The case is distinguishable, however, both because the court limited its analysis of bad faith to the facts, and because it relied on Scheuer v. Rhodes, 416 U.S. 232, 94 S. Ct. 1683, 40 L. Ed. 2d 90 (1974), a pre-Wood case. The Scheuer Court refused to provide a "definitive exploration" of the scope of a qualified immunity defense, stating only that "[i]t is the existence of reasonable grounds for the belief formed at the time and in light of all the circumstances, coupled with good-faith belief, that affords a basis for qualified immunity." Id. at 247-48, 249, 94 S. Ct. at 1692, 1693. More importantly, "Wood's duty to know settled rights supplements the earlier and more general objective part of the qualified immunity test." S. Nahmod, supra note 11, at 234 (emphasis in original). That addition brought that test and the bad faith standard of Vaughan into closer accord than had been the case under Scheuer. Harlow v. Fitzgerald, ___ U.S. ___, , 102 S. Ct. 2727, 2738, 73 L. Ed. 2d 396 (1982), reaffirms the importance of determining whether clearly established rights are involved.

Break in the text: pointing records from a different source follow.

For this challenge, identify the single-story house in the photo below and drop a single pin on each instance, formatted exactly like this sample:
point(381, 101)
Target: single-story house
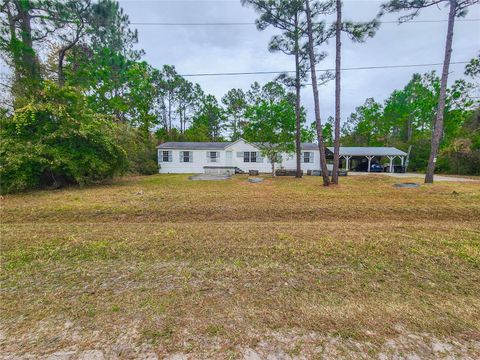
point(224, 157)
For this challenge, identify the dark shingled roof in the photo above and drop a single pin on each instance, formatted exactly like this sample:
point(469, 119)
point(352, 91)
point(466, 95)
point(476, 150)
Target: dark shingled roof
point(194, 145)
point(344, 150)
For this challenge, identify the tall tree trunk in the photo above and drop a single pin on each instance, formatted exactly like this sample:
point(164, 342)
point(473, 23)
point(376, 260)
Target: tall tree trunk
point(338, 63)
point(318, 121)
point(298, 135)
point(438, 127)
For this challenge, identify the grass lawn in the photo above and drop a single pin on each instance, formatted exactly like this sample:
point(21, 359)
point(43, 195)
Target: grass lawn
point(163, 265)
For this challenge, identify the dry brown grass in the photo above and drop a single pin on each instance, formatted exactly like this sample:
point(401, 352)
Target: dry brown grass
point(174, 265)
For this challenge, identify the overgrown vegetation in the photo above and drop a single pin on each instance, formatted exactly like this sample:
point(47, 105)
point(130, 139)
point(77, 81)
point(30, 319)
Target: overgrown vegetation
point(406, 119)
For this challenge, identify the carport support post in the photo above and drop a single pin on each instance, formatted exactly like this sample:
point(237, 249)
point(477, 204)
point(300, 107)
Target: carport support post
point(369, 161)
point(391, 163)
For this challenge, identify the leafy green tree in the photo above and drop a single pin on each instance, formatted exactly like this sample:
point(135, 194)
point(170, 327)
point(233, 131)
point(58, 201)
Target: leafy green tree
point(270, 126)
point(210, 116)
point(286, 16)
point(56, 140)
point(313, 61)
point(357, 32)
point(235, 103)
point(457, 8)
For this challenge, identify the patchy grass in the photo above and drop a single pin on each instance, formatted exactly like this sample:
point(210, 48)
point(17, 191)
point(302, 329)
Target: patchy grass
point(217, 267)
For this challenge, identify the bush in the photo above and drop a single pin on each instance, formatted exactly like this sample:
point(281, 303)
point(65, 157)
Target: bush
point(55, 140)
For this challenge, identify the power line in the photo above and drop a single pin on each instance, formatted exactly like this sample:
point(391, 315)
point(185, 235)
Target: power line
point(252, 23)
point(322, 70)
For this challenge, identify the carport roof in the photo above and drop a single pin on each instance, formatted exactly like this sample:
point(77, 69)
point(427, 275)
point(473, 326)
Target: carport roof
point(369, 151)
point(344, 150)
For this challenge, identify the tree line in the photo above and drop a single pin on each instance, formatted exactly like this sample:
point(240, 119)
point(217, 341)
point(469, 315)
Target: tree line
point(82, 106)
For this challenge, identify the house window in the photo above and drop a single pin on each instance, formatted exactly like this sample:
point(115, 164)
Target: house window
point(213, 156)
point(307, 157)
point(250, 156)
point(165, 156)
point(186, 156)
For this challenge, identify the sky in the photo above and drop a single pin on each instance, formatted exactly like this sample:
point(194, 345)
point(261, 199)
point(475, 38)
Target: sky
point(242, 48)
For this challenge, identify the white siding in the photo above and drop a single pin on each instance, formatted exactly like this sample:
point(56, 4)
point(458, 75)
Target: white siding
point(200, 160)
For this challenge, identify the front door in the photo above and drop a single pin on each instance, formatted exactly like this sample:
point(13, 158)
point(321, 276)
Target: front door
point(229, 158)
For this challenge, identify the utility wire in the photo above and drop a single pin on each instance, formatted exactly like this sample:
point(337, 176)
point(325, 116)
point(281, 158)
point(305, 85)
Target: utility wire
point(252, 23)
point(321, 70)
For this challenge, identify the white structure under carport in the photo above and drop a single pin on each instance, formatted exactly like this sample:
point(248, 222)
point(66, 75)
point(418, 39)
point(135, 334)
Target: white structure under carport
point(369, 153)
point(226, 157)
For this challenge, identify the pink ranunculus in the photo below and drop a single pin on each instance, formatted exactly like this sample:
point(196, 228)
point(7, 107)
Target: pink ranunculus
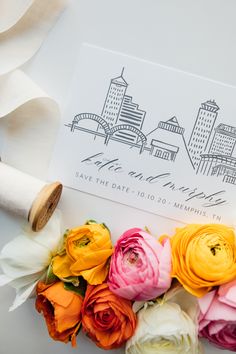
point(140, 266)
point(217, 320)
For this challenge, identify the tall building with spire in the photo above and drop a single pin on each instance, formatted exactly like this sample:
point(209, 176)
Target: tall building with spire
point(114, 99)
point(202, 130)
point(224, 140)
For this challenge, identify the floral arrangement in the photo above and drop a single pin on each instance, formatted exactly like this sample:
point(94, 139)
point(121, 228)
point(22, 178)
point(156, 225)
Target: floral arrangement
point(147, 294)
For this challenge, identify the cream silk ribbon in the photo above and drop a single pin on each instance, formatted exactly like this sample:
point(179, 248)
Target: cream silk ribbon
point(30, 117)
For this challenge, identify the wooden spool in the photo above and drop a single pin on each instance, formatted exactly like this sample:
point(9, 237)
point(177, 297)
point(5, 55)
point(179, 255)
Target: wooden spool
point(44, 205)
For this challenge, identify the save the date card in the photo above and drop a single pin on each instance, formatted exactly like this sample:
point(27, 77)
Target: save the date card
point(149, 136)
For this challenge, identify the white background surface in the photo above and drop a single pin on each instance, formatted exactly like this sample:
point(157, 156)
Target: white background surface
point(193, 35)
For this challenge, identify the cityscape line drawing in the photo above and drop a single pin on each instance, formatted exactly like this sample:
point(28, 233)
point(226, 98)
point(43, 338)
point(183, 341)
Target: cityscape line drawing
point(210, 147)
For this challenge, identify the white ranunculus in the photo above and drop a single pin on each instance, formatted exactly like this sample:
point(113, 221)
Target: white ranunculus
point(168, 326)
point(25, 259)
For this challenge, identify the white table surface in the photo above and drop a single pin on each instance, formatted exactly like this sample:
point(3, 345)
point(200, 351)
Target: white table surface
point(197, 36)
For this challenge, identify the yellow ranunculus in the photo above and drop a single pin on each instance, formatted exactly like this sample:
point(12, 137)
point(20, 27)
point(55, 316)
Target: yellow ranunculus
point(88, 249)
point(203, 256)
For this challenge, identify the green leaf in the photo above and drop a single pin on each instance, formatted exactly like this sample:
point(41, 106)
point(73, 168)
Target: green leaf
point(80, 290)
point(106, 227)
point(50, 276)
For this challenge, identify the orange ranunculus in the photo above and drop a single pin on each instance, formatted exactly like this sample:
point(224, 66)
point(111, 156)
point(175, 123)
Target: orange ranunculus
point(107, 318)
point(88, 249)
point(203, 256)
point(61, 309)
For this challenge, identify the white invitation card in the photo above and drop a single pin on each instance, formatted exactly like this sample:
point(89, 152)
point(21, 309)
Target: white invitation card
point(149, 136)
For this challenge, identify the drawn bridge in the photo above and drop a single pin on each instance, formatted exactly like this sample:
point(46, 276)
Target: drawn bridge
point(108, 131)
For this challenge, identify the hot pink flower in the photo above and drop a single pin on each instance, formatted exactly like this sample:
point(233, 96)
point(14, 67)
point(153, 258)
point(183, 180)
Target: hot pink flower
point(140, 266)
point(217, 321)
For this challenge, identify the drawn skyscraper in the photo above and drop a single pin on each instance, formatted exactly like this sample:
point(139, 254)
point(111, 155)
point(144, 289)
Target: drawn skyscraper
point(130, 114)
point(202, 129)
point(224, 140)
point(114, 99)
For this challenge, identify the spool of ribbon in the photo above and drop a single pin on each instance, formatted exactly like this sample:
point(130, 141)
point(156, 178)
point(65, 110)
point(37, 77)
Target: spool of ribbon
point(28, 196)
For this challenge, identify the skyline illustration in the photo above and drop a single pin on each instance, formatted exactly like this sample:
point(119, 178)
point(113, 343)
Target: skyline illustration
point(209, 149)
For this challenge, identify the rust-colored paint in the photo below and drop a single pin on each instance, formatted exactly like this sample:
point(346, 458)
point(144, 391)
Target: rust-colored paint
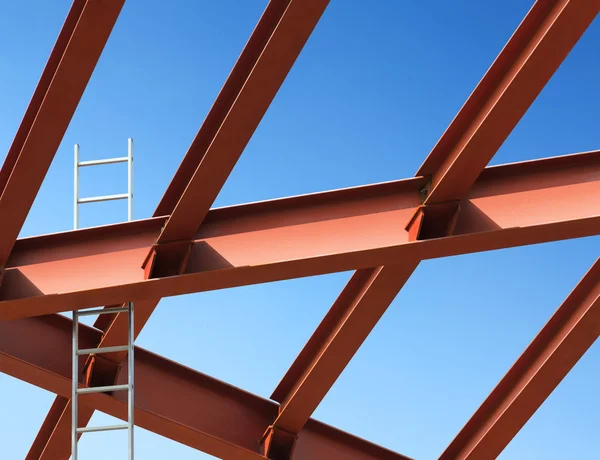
point(54, 113)
point(235, 433)
point(354, 314)
point(532, 55)
point(453, 206)
point(264, 80)
point(547, 360)
point(556, 202)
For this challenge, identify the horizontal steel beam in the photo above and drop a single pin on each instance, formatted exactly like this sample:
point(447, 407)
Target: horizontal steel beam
point(168, 396)
point(511, 205)
point(539, 370)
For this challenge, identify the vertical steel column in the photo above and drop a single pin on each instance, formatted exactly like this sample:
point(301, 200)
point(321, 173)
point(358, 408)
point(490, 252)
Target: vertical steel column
point(76, 188)
point(74, 383)
point(130, 179)
point(130, 366)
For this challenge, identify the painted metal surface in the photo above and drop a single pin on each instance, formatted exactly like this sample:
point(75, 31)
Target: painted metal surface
point(259, 243)
point(350, 320)
point(564, 339)
point(519, 73)
point(264, 80)
point(453, 206)
point(236, 433)
point(71, 65)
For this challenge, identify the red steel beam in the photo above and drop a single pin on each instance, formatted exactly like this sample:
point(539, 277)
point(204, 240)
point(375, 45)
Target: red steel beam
point(539, 370)
point(259, 72)
point(343, 330)
point(40, 91)
point(222, 105)
point(55, 99)
point(511, 205)
point(242, 119)
point(168, 395)
point(53, 441)
point(517, 76)
point(454, 165)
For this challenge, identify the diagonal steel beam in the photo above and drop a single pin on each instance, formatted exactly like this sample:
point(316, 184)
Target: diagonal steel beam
point(222, 105)
point(539, 370)
point(506, 91)
point(517, 76)
point(55, 99)
point(261, 68)
point(272, 67)
point(511, 205)
point(168, 396)
point(343, 330)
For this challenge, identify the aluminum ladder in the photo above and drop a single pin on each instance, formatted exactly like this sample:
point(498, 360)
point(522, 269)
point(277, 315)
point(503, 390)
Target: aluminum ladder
point(129, 309)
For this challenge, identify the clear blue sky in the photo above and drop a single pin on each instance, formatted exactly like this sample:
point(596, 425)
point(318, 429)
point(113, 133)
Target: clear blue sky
point(371, 93)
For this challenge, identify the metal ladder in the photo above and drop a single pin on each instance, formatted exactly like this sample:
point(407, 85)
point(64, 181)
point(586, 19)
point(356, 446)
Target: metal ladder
point(96, 199)
point(76, 391)
point(129, 309)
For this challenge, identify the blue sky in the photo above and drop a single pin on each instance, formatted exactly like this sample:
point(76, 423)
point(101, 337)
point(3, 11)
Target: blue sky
point(374, 88)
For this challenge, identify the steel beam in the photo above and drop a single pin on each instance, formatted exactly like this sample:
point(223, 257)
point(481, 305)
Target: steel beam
point(55, 99)
point(168, 396)
point(259, 72)
point(511, 205)
point(343, 330)
point(53, 441)
point(517, 76)
point(223, 103)
point(539, 370)
point(264, 80)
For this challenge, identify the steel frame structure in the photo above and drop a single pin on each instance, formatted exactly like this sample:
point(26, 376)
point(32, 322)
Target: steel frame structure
point(453, 205)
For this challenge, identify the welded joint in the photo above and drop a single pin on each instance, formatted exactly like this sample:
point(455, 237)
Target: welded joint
point(277, 443)
point(426, 189)
point(167, 259)
point(100, 371)
point(433, 221)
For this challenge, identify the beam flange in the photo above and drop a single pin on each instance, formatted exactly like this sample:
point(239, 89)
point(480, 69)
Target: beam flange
point(519, 73)
point(258, 91)
point(235, 433)
point(54, 103)
point(564, 339)
point(343, 330)
point(513, 205)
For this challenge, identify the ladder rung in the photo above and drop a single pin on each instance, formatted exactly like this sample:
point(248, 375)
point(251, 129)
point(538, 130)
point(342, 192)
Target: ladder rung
point(104, 389)
point(106, 161)
point(102, 311)
point(89, 351)
point(95, 199)
point(91, 429)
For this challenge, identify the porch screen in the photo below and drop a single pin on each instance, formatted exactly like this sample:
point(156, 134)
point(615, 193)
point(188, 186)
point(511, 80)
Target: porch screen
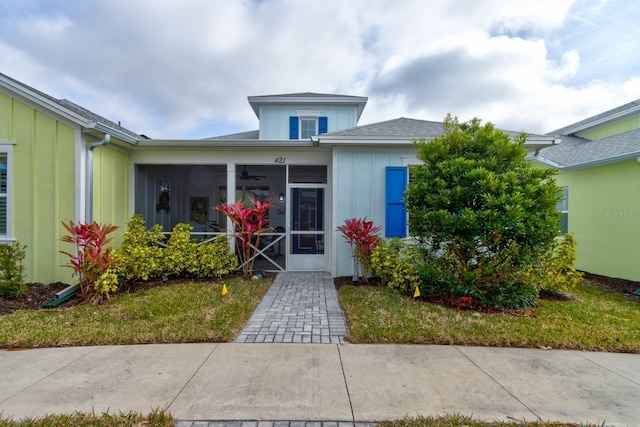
point(395, 215)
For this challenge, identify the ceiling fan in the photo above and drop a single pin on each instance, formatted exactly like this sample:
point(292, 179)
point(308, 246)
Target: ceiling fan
point(245, 175)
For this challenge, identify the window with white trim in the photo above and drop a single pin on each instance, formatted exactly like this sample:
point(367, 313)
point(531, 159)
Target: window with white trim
point(5, 191)
point(304, 127)
point(563, 208)
point(307, 127)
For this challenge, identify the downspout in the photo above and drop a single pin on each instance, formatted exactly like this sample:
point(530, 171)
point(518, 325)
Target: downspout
point(90, 148)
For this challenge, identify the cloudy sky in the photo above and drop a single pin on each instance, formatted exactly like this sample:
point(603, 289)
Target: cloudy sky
point(184, 68)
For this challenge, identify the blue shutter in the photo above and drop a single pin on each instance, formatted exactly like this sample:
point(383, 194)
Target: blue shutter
point(323, 125)
point(395, 224)
point(293, 127)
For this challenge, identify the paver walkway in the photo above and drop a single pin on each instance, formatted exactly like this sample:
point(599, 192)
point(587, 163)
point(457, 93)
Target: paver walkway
point(300, 307)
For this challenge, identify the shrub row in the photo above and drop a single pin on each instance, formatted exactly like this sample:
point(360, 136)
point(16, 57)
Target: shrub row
point(143, 256)
point(404, 266)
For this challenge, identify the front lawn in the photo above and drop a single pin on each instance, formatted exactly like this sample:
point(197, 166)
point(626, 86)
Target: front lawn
point(186, 312)
point(598, 321)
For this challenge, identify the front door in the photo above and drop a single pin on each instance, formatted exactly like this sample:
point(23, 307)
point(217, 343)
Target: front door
point(306, 224)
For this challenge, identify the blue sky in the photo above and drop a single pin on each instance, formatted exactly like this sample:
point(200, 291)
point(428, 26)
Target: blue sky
point(184, 69)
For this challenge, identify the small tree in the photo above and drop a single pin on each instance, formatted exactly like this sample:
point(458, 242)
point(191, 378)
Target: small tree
point(361, 236)
point(250, 223)
point(482, 213)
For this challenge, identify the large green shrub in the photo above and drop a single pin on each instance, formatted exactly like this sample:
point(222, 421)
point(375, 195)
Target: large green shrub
point(397, 264)
point(215, 259)
point(180, 256)
point(482, 213)
point(12, 270)
point(139, 257)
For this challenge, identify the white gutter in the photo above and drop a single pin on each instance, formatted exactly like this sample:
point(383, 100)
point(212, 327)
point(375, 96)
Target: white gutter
point(89, 189)
point(111, 131)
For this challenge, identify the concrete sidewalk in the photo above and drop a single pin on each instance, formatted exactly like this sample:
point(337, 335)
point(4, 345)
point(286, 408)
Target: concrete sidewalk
point(323, 382)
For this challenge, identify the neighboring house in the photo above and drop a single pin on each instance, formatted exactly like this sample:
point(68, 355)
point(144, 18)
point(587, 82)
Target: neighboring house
point(309, 157)
point(51, 171)
point(599, 169)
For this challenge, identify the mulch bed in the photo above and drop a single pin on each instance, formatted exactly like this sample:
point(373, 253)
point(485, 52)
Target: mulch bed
point(38, 293)
point(626, 287)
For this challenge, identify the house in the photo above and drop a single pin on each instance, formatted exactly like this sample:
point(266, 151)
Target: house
point(309, 157)
point(598, 160)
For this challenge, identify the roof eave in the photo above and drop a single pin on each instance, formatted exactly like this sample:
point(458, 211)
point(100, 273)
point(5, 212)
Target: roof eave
point(113, 132)
point(572, 129)
point(591, 164)
point(234, 143)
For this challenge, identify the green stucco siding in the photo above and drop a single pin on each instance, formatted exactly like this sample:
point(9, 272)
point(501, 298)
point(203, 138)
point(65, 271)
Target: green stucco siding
point(604, 215)
point(111, 189)
point(612, 129)
point(43, 186)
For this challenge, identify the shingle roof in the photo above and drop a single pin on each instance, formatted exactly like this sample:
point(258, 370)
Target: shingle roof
point(575, 152)
point(401, 127)
point(304, 95)
point(96, 117)
point(252, 134)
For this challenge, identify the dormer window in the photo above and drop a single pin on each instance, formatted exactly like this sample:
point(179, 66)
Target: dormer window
point(304, 127)
point(308, 127)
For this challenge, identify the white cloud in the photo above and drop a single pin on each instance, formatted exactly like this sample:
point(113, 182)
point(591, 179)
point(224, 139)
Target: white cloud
point(185, 68)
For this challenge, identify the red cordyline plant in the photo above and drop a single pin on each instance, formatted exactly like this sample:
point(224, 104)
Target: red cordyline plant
point(250, 223)
point(92, 258)
point(361, 235)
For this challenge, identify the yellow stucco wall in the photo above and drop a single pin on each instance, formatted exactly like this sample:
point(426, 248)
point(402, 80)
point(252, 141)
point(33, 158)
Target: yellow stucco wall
point(43, 193)
point(604, 215)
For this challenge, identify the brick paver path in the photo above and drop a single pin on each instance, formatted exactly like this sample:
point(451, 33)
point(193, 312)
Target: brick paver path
point(300, 307)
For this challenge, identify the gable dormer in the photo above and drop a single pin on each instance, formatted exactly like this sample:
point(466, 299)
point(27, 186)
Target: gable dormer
point(301, 116)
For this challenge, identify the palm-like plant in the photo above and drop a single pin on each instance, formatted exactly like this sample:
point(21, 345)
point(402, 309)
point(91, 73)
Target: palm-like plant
point(250, 222)
point(363, 238)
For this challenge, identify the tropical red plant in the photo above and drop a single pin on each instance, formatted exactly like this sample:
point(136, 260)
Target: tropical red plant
point(91, 258)
point(361, 235)
point(250, 223)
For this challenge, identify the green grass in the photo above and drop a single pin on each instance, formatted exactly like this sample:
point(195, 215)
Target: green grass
point(598, 321)
point(79, 419)
point(189, 312)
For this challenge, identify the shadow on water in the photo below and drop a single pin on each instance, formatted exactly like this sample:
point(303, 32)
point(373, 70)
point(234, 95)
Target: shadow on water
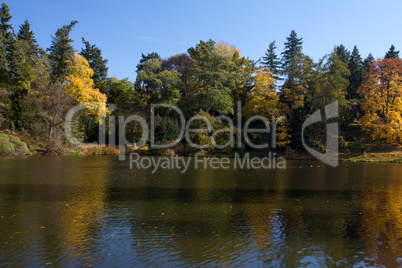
point(79, 211)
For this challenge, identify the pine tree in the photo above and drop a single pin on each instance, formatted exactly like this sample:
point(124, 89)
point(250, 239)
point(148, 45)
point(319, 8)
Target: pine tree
point(94, 56)
point(343, 53)
point(28, 42)
point(356, 74)
point(392, 53)
point(61, 52)
point(5, 17)
point(5, 34)
point(271, 60)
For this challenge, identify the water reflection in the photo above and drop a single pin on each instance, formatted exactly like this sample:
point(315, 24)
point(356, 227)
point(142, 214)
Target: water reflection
point(80, 211)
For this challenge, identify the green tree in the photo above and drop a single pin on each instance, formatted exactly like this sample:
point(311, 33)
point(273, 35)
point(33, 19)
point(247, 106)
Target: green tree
point(343, 53)
point(392, 53)
point(94, 56)
point(293, 51)
point(356, 74)
point(28, 42)
point(217, 77)
point(160, 85)
point(145, 58)
point(61, 52)
point(6, 31)
point(122, 94)
point(271, 61)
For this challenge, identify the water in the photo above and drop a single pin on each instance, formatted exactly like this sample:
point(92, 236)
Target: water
point(95, 211)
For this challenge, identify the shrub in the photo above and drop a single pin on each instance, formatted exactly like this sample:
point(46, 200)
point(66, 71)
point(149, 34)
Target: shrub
point(12, 145)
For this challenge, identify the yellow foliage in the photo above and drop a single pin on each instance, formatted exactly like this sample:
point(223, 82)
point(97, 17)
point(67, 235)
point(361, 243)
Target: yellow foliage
point(226, 49)
point(80, 86)
point(383, 106)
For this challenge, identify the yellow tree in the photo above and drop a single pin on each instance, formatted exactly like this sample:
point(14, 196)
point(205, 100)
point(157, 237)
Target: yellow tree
point(383, 107)
point(225, 49)
point(80, 86)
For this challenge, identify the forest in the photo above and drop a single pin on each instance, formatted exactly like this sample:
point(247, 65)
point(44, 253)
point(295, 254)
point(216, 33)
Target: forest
point(39, 86)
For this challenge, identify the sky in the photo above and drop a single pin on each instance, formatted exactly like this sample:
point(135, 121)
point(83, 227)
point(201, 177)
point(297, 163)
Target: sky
point(125, 29)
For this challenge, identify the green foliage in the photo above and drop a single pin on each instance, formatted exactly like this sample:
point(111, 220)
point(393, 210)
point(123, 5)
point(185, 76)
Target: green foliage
point(166, 128)
point(271, 61)
point(392, 53)
point(356, 74)
point(61, 52)
point(94, 56)
point(11, 145)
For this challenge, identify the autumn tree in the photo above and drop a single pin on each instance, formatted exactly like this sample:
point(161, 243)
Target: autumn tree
point(367, 62)
point(392, 53)
point(383, 94)
point(343, 53)
point(80, 86)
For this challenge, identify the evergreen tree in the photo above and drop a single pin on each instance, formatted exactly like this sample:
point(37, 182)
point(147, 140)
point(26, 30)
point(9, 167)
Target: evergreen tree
point(5, 35)
point(356, 74)
point(28, 42)
point(392, 53)
point(94, 56)
point(5, 17)
point(271, 60)
point(293, 48)
point(61, 52)
point(343, 53)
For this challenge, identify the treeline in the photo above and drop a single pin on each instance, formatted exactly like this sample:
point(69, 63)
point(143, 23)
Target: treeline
point(39, 86)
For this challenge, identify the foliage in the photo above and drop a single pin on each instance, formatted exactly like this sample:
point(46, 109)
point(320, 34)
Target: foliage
point(383, 106)
point(11, 145)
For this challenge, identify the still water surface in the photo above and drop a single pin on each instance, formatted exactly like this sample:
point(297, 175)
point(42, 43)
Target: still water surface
point(95, 211)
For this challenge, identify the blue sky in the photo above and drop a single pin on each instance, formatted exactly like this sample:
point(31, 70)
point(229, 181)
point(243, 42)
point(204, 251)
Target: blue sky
point(125, 29)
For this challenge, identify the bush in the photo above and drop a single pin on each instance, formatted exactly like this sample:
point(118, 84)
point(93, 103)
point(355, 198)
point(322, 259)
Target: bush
point(11, 145)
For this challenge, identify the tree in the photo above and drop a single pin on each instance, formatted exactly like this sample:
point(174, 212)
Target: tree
point(160, 85)
point(80, 86)
point(392, 53)
point(271, 61)
point(217, 77)
point(28, 42)
point(356, 74)
point(293, 48)
point(263, 100)
point(121, 93)
point(383, 107)
point(367, 62)
point(343, 53)
point(61, 52)
point(333, 83)
point(94, 56)
point(146, 58)
point(188, 87)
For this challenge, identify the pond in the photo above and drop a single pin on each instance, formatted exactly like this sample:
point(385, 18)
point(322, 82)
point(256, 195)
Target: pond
point(96, 211)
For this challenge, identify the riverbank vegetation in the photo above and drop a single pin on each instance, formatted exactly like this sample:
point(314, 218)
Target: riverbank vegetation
point(38, 86)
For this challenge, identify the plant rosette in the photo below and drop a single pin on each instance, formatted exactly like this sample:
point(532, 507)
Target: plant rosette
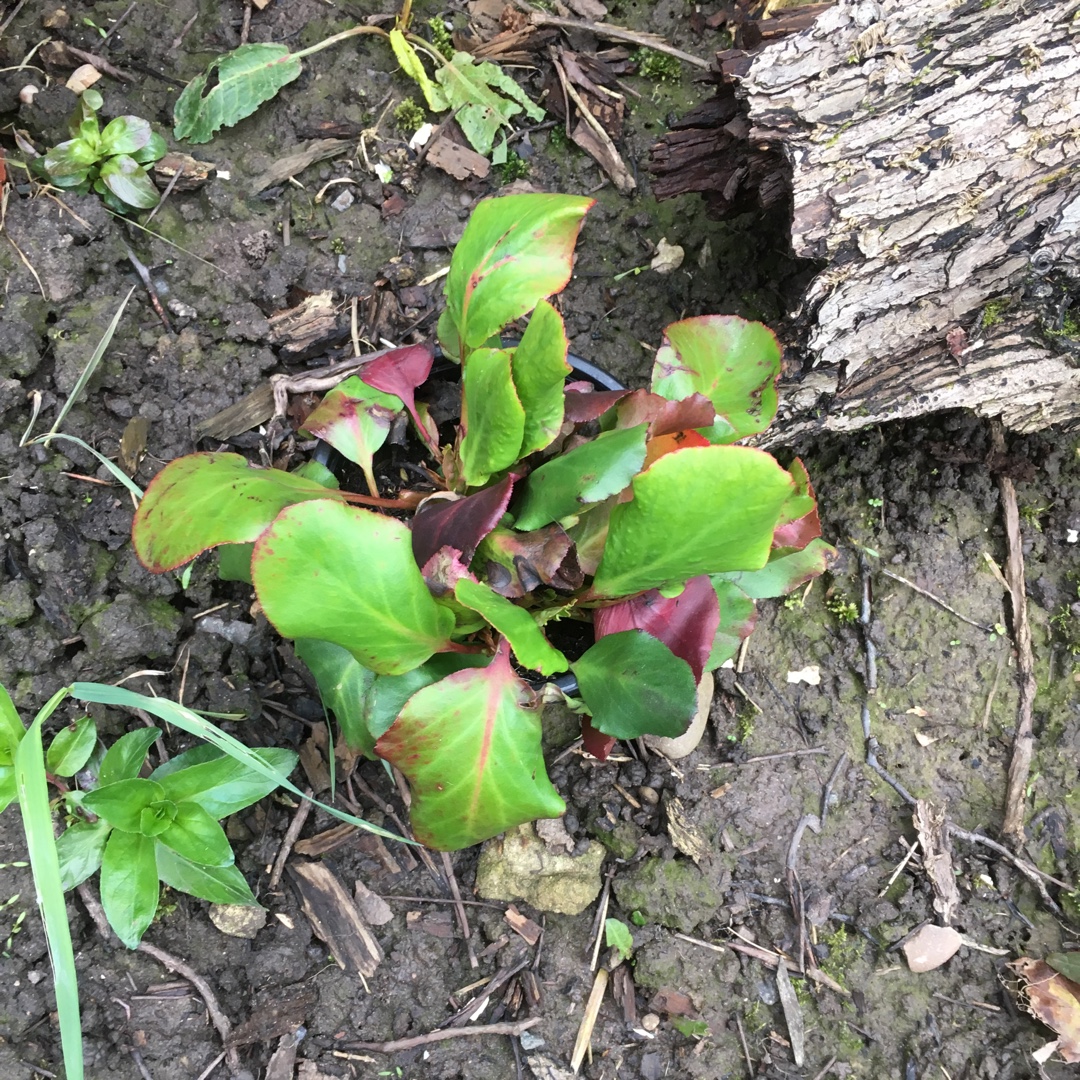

 Plaintiff's Exh. 3, proceedings of the Common Council for the City of Syracuse For the Fiscal Year 1981, at 4-5. The Corporation Counsel rendered his opinion on the legality of the motion to replace plaintiff under the authority of §§ 5-1101(2) and 5-1101(4) of the Charter, supra note 5.
 See Visser, 530 F. Supp. at 1168, for additional case law support.
 Cf. Williams v. Treen, 671 F.2d 892, 899-900 (5th Cir. 1982).
 Harlow v. Fitzgerald, ___ U.S. ___, ___, 102 S. Ct. 2727, 2739, 73 L. Ed. 2d 396 (1982) ("If the law was clearly established, the immunity defense ordinarily should fail, since a reasonably competent public official should know the law governing his conduct."); S. Nahmod, supra note 11, at 234; see Nekolny v. Painter, 653 F.2d 1164, 1171 (7th Cir. 1981); accord, Williams v. Treen, 671 F.2d 892, 899-900 (5th Cir. 1982) (violation of clearly established state law vitiates objective prong of good faith immunity defense).
Contrary to defendants' assertions, this Court did not issue its temporary restraining order to protect councilors from liability for their actions. Except in declaratory judgment actions, this Court has no inherent power to grant constitutional absolution on abstract acts. Nor did the temporary restraining order require a vote. Defendants-councilors were free, based on the discussion at the January 2, 1982 meeting or on principles of settled law, to decide not to violate plaintiff's constitutional rights. Indeed, four defendants-councilors did vote against Falge's election. Rather, the temporary restraining order issued here, allowing a vote but enjoining a new City Clerk from being installed, served two purposes. First, it maintained the status quo. Second, it allowed a resolution of plaintiff's claim to be based on concrete facts, not speculation. An injunction against the vote would in effect have prejudged the outcome, pretermitting consideration of whether the Common Council would have voted to replace Visser in the first place, or, if so, whether valid reasons existed for the majority's decision. Cf. Farkas v. Thornburgh, 493 F. Supp. 1168, 1173-74 (E.D.Pa.1980) (dismissal for legitimate political reasons will stand, even if coupled with constitutionally flawed reasons), aff'd mem., 633 F.2d 209 (3d Cir. 1980) (table).
 Plaintiff's Exh. 3, supra note 14, at 5.
 See Visser, 530 F. Supp. at 1169 n.18 (events of January 1981 held relevant to plaintiff's cause of action).
 So, too, the Corporation Counsel vigorously and competently represented defendants-councilors.